The emphasis on shareholder value has led to short-term thinking and has often robbed corporations of the ability to make long-term plans. If a group of investors buy up a company by leveraging that same company on the junk bonds market, with the plan to cut spendings on R&D and cut jobs in order to ‘improve’ the shareholder value of the company before selling it off, how would they make long-term plans for such company? This could happen to corporations that are healthy, all things – including stock price – considered.

This leads me to thinking about what is currently happening in the Nigerian banking industry. I blogged about it when five banks were taken over by the Nigerian Central Bank. Shortly after, that the Central Bank published a list debtors of the banks. In all that, what was not mentioned was the corporate practices of those banks during the Nigerian stock market bubble. Actually, the practices of the banks was what created the bubble. Increasing their own shareholder value became the main job of the banks. Of course, in a weird way, this is understandable. Wall Street could claim to work on increasing shareholder value of corporate America; in Nigeria, the banking industry is corporate Nigeria.

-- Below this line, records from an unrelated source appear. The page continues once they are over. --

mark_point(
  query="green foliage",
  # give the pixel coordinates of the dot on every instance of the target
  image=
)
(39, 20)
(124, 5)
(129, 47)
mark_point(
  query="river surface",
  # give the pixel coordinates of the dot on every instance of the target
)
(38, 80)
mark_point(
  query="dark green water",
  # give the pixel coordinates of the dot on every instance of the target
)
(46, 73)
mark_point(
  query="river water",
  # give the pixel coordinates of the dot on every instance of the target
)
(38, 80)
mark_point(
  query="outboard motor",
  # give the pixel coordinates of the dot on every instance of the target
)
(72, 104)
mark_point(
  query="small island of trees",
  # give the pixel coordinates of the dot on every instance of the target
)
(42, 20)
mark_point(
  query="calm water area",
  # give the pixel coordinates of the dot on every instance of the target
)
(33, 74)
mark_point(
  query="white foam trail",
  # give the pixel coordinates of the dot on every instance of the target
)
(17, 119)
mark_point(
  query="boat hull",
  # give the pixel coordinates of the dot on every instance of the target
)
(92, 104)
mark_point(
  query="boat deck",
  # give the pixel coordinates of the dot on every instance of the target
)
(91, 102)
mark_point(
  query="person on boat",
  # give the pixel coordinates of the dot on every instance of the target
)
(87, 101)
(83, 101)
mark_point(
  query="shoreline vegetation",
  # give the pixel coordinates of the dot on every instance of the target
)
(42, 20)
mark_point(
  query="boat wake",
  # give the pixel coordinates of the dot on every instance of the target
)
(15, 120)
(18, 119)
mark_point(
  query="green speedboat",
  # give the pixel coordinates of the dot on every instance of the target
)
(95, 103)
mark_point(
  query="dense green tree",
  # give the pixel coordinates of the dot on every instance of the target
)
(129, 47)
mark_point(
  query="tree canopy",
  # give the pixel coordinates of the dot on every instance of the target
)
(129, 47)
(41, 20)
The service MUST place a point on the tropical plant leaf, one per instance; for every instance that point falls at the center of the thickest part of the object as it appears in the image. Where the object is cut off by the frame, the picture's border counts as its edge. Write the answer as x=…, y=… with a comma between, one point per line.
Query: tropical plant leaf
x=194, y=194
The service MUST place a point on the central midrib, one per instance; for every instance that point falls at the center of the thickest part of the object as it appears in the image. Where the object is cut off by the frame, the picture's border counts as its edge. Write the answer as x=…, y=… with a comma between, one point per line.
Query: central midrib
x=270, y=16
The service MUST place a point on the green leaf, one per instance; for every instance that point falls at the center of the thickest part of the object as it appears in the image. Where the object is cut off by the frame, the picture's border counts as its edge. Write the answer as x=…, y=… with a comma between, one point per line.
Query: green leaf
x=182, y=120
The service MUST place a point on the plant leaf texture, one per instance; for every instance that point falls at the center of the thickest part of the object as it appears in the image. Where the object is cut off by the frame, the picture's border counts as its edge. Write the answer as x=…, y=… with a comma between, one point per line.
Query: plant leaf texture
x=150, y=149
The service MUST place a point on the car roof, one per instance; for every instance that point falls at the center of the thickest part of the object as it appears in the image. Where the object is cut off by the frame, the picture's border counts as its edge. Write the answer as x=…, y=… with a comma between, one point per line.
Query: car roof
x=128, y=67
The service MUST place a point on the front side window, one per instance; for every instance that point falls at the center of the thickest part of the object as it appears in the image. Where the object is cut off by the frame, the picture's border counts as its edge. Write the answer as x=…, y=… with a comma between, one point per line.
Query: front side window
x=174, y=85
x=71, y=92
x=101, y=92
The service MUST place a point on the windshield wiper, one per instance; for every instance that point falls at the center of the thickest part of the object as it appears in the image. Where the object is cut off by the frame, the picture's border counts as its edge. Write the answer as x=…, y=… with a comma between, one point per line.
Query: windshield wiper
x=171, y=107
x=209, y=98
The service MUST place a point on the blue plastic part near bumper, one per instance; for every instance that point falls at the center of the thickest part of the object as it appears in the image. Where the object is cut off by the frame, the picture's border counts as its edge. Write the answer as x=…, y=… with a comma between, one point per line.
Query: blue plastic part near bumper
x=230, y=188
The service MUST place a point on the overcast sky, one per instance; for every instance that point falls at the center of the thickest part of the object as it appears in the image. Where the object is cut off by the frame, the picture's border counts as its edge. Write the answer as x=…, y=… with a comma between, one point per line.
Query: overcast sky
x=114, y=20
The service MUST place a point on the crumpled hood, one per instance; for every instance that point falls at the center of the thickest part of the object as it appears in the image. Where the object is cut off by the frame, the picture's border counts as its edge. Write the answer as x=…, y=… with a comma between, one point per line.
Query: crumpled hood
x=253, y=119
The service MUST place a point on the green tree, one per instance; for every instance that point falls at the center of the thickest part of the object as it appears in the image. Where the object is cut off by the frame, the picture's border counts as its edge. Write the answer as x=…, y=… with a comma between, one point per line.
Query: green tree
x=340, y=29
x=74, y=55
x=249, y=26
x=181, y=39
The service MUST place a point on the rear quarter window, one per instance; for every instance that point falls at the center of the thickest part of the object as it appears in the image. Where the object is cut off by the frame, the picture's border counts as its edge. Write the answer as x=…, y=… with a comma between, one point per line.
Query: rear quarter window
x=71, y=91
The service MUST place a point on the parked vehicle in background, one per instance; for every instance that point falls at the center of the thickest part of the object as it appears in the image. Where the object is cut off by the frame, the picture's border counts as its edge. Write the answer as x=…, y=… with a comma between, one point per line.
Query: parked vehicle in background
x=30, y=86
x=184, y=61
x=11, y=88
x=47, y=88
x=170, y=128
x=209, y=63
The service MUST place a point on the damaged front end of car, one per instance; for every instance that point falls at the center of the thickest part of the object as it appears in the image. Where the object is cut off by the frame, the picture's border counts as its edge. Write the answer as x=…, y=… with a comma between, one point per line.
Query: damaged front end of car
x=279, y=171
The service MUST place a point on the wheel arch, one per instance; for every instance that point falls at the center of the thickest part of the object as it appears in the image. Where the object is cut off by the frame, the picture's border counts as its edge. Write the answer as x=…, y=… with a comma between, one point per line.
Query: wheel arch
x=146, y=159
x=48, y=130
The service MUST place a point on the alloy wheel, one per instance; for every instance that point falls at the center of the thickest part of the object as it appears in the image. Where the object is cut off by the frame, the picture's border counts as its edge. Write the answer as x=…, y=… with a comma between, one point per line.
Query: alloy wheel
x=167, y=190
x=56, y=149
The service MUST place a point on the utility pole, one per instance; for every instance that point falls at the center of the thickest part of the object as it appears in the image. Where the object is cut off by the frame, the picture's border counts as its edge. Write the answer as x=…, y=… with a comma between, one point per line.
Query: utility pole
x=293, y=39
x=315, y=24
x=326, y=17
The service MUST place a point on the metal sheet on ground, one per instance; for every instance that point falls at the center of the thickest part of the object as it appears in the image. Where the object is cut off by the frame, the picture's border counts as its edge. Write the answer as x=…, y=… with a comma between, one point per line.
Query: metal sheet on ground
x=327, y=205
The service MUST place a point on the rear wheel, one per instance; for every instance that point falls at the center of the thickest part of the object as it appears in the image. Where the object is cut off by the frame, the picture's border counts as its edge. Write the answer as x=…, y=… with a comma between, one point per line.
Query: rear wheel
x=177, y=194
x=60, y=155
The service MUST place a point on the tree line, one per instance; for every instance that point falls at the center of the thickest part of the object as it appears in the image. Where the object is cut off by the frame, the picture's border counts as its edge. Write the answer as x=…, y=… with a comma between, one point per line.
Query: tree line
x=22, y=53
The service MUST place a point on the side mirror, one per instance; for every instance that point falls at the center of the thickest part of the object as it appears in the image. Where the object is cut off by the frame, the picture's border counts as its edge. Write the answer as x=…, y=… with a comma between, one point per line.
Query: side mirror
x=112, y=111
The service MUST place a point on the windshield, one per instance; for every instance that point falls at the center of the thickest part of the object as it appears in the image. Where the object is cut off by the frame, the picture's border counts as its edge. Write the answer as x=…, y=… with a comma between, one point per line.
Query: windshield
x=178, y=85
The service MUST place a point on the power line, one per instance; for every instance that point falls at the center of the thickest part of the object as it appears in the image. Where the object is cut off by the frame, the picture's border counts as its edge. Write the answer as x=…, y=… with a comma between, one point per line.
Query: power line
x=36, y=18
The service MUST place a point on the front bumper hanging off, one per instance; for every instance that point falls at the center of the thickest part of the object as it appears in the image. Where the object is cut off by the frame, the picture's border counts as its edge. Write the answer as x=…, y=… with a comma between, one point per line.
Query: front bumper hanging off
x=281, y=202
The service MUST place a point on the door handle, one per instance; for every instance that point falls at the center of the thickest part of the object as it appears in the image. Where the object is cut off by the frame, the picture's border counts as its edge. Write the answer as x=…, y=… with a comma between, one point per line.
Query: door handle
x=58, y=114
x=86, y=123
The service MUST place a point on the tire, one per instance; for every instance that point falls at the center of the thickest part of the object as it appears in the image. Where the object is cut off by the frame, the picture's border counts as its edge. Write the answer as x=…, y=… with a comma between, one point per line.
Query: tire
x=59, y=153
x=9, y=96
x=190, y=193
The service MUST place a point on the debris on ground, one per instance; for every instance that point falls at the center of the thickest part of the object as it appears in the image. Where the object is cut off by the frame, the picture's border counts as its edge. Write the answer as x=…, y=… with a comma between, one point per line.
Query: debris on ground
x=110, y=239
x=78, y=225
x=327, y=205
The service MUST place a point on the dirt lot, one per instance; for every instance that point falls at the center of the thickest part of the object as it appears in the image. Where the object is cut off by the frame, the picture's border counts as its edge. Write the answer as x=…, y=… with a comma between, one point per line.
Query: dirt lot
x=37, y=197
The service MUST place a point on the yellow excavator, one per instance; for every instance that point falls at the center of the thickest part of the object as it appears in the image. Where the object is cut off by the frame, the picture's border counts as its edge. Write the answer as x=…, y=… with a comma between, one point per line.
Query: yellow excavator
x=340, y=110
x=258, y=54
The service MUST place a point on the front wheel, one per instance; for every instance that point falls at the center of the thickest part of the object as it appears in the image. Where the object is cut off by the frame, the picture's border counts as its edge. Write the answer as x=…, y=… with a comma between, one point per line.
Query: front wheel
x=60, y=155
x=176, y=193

It is not by chance that it was after the bubble burst that the Central Bank took over the banks. Before then, the profits banks were declaring were highly manipulated figures that bore no relationship to the actual condition of the banks. Now, they have to find a way of reconciling their balance sheet, somehow. I was in Nigeria a couple of weeks ago, and the cry was, and still is, that banks are laying off staff in droves and closing up branches.

It is perhaps obvious from this post that a lot of things are still not clear, at least to me. Newspaper commentaries I have been reading since the banking crisis started have not helped me much. This is probably due to the fact that we are always too quick to resort to simplistic explanations – one of which was the publication of the list of debtors – that we (the public, and even journalists) stop asking questions that might lead to a better understanding of what happened. As if the only reason the banks are in trouble is because they gave out too much in loans.

I am now thinking that it might be a nice idea to do an ethnographic study of the Nigerian financial sector when I am done with my second-hand clothing dissertation.One of the biggest strengths of anthropology is the fact that anthropologists ask basic and simple questions, questions whose answers are sometimes assumed, until they are asked. Wouldn’t it be interesting to turn that kind of attitude towards the Nigerian banking industry?

You can listen to Karen Ho on Laurie Taylor’s Thinking Allowed programme on the BBC.